If you head south on Chestnut Avenue from Highway 180 toward the university, you will see a billboard that says “Advertising is evil, until it gets you to eat an orange.” We teach marketing and advertising and use it extensively, so I would not endorse the first clause in the statement. Advertising can be used for good, and in fact it can be used for something very good, better even than encouraging healthy eating, like encouraging enrolling in and supporting Fresno Pacific University.
We believe our mission is important, even crucial, life-changing—or “transformative,” as we say—for students and for the communities of this region, and around the world. We believe that when our graduates “serve in diverse local and global communities,” seek “peacemaking through reconciliation and social justice,” work through “integrating competency in the arts, sciences and professions” and practice “wise and effective ethical leadership through generous and compassionate service and professional excellence that embodies the kingdom of Christ,” they are being the kind of people that demonstrates the extraordinary value and importance of the work of Fresno Pacific. The phrases quoted here are from the first statement of our new strategic plan. They reflect the “desired condition,” or the result of the education practiced at this university. This inspiring mission is a privilege to be a part of for faculty, staff and administration. It is also a great benefit to our graduates and all those they work and live with in businesses, education and ministry or among family, friends and neighbors. It is much better than eating an orange, and so we advertise! We do not hide this light under a bushel.
Ten years ago we completed a marketing or branding study. A few of the immediately visible results of that study were a new logo, a new “tag line” (Empowering leaders. Transforming Lives.), enrollment growth and greater recognition in the region. We have now begun a new marketing/branding study to help us further communicate and develop the mission of Fresno Pacific University. Some would say 10 years is a long time between these major efforts. In the meantime, however, we have continued to do smaller studies on the needs for majors, the changing desires of traditional-aged and adult students, and the varying needs of different localities. We have tested what we have learned from these studies with the major study of 10 years ago. Until recently things had not changed substantially. Now, after a few years of very rapid change in the educational and economic environments, we need a new comprehensive study to help us understand and communicate with the many overlapping populations we serve.

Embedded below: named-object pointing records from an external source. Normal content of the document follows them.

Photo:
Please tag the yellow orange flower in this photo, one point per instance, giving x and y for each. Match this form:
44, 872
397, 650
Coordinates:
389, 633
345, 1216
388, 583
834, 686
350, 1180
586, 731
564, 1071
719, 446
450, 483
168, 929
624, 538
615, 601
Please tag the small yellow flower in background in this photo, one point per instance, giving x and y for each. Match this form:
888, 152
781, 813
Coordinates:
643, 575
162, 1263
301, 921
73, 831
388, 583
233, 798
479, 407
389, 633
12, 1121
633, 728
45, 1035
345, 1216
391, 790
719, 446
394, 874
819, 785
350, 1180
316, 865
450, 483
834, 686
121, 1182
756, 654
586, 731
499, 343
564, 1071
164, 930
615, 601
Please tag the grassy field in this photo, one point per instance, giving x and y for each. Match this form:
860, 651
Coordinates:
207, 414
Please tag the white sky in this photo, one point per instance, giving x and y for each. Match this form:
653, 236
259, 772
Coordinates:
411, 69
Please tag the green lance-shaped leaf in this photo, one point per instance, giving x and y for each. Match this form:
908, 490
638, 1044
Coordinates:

A study such as this helps us understand the needs of our students and the communities they and we serve, bringing together those needs with our mission of “excellence in Christian higher education” and using words and images that best communicate the benefits of an FPU education. Last week a group called Ologie visited the campus to begin that study. A number of people have asked what the name means. As “theology” is the study of or word (logos) about theos, or God, so “Ologie,” as I understand it, is about the study of whoever they are studying—in this case us. Whether we individually like the name or not, it has generated conversation and helped put them on our map—that’s a creative way to market their brand and services. We need that kind of creativity!
The team met with various groups and individuals, asked many, many questions and gathered reams of notes. They got to know us in depth and with real interest. Now and in the next weeks they will be talking with many off campus—those we serve, alumni and those who hire them, our churches, community leaders and supporters. Following those interviews they will return, no doubt with more questions, but also with conclusions, ideas and recommendations. We may not like some of them. Sometimes it is hard to hear things you don’t want to hear—and it takes someone outside to tell us. We will immediately be surprised by and love some of them—sometimes it takes someone outside to help us see what we have to offer more clearly. We will listen, ask questions, study their “ology” about us, make decisions and begin to use what they offer us to communicate our mission, respond to the needs of those we serve. This is the foundation for a new branding campaign. The brand conveys creatively who we are and how we meet the needs of our region and students, and how we pursue the goals that result in the kind of transformative education exemplified in our mission, our strategic plan, our vision for the future and the FPU Idea.
It is important that the whole FPU community understands how we are perceived by those we serve, and how we can communicate our mission and meet their needs. The more unified we are as a community in achieving a common understanding of our broad identity, the more effective we will be in communicating our identity. We will work intensely to better serve and communicate. It takes a lot of effort (and can be a lot of fun). A group, led by Vice President for Integrated Marketing Diana Mock, and joined by VP for Enrollment and Student Services Jon Endicott, along with many in their areas and others will keep the effort going, keep us focused, help us see the opportunities and help us experience the energizing creativity this kind of effort inspires. We are ready for the ology of FPU. Lead on!